Spatial Transformation: Are Intermediate Cities Different?

South Africa’s colonial and apartheid past has left the country’s urban areas with a distinctive spatial legacy of racial segregation, low densities, sprawling suburbs and the location of most urban poor on the periphery of cities. Despite a range of legislation and instruments introduced since 1994 with the aim of spatial transformation, this spatial reality remains.

 

Most research has focused on spatial transformation in South Africa’s large urban centres, rather than in the smaller (secondary or intermediate) cities, whose importance are recognised globally.
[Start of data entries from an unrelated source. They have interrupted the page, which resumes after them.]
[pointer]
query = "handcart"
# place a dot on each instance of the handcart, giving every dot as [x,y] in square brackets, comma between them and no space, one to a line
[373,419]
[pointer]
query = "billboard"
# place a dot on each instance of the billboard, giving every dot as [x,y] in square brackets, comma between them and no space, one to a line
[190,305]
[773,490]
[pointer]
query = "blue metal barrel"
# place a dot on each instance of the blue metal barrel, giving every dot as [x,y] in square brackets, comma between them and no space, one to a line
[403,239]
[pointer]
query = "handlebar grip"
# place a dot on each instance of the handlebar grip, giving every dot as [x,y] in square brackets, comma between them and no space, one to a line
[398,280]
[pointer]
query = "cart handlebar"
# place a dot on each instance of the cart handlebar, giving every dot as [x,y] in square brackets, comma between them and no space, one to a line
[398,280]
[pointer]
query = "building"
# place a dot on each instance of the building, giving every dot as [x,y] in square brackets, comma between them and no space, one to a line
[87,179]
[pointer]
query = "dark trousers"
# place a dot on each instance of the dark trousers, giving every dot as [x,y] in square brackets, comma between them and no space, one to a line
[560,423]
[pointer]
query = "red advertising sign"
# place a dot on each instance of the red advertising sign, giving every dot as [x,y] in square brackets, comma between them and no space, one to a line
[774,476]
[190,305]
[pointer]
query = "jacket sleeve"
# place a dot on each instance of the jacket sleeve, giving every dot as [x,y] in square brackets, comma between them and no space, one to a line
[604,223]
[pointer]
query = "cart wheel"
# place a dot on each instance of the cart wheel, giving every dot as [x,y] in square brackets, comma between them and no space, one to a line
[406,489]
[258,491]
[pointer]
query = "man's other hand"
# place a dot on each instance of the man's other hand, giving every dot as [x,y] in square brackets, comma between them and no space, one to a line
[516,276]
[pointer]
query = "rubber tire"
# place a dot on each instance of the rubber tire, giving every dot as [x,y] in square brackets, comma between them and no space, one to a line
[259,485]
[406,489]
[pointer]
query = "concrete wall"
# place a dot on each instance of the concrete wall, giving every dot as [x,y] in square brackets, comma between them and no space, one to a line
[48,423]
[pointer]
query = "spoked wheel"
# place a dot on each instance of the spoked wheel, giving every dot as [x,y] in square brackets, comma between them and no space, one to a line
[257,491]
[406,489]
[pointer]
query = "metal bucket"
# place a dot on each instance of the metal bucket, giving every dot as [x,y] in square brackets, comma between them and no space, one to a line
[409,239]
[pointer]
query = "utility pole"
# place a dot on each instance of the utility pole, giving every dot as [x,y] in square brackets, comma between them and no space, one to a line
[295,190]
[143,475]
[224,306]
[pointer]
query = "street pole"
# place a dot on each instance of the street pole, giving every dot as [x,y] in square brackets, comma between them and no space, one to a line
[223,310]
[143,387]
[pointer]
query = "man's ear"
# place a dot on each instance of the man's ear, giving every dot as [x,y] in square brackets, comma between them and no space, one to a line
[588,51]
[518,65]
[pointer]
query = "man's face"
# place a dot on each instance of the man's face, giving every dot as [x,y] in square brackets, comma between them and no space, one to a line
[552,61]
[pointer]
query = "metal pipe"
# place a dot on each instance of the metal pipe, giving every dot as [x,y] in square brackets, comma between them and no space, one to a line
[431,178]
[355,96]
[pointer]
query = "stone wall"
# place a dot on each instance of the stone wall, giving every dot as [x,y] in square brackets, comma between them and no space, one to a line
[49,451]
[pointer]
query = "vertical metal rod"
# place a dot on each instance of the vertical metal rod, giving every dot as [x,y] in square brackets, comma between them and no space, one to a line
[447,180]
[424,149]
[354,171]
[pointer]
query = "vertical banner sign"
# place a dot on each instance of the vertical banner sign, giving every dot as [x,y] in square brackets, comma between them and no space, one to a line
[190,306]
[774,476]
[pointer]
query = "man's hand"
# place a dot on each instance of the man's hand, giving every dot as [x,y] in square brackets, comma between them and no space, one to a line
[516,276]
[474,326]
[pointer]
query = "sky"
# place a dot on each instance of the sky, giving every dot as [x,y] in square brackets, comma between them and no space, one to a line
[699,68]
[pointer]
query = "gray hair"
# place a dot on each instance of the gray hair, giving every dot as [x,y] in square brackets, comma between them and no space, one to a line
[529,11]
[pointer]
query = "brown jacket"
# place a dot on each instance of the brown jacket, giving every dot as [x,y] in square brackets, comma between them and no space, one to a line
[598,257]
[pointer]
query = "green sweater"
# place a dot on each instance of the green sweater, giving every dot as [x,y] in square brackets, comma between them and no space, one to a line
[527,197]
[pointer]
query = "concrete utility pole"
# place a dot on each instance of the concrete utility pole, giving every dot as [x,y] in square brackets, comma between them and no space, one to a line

The South African Cities Network (SACN) has spearheaded the development of a knowledge base associated with intermediate cities and to date has published three policy documents. This latest publication focuses on 11 intermediate city case studies: King Sabata Dalindyebo (KSD, Eastern Cape), Matjhabeng (Free State), Msunduzi (KwaZulu-Natal), Lephalale and Polokwane (Limpopo), Mbombela (Mpumalanga), Mahikeng and Rustenburg (North West), Sol Plaatje (Northern Cape), and Drakenstein and Stellenbosch (Western Cape).

 

The research had three broad aims:

  1. To describe the nature of spatial changes in the case-study areas and to identify the mechanisms that tend to influence this change.
  2. To evaluate the quality and ability of spatial development frameworks (SDFs) as a policy mechanism to create change, articulate a spatial understanding and inform the spatial transformation agenda in the 11 cities. (Some reference is also made to integrated development plans and, for comparative reasons, built environment performance plans in the metropolitan areas are assessed.)
  3. To assess whether intermediate cities require a differentiated approach towards spatial transformation: Are intermediate cities different?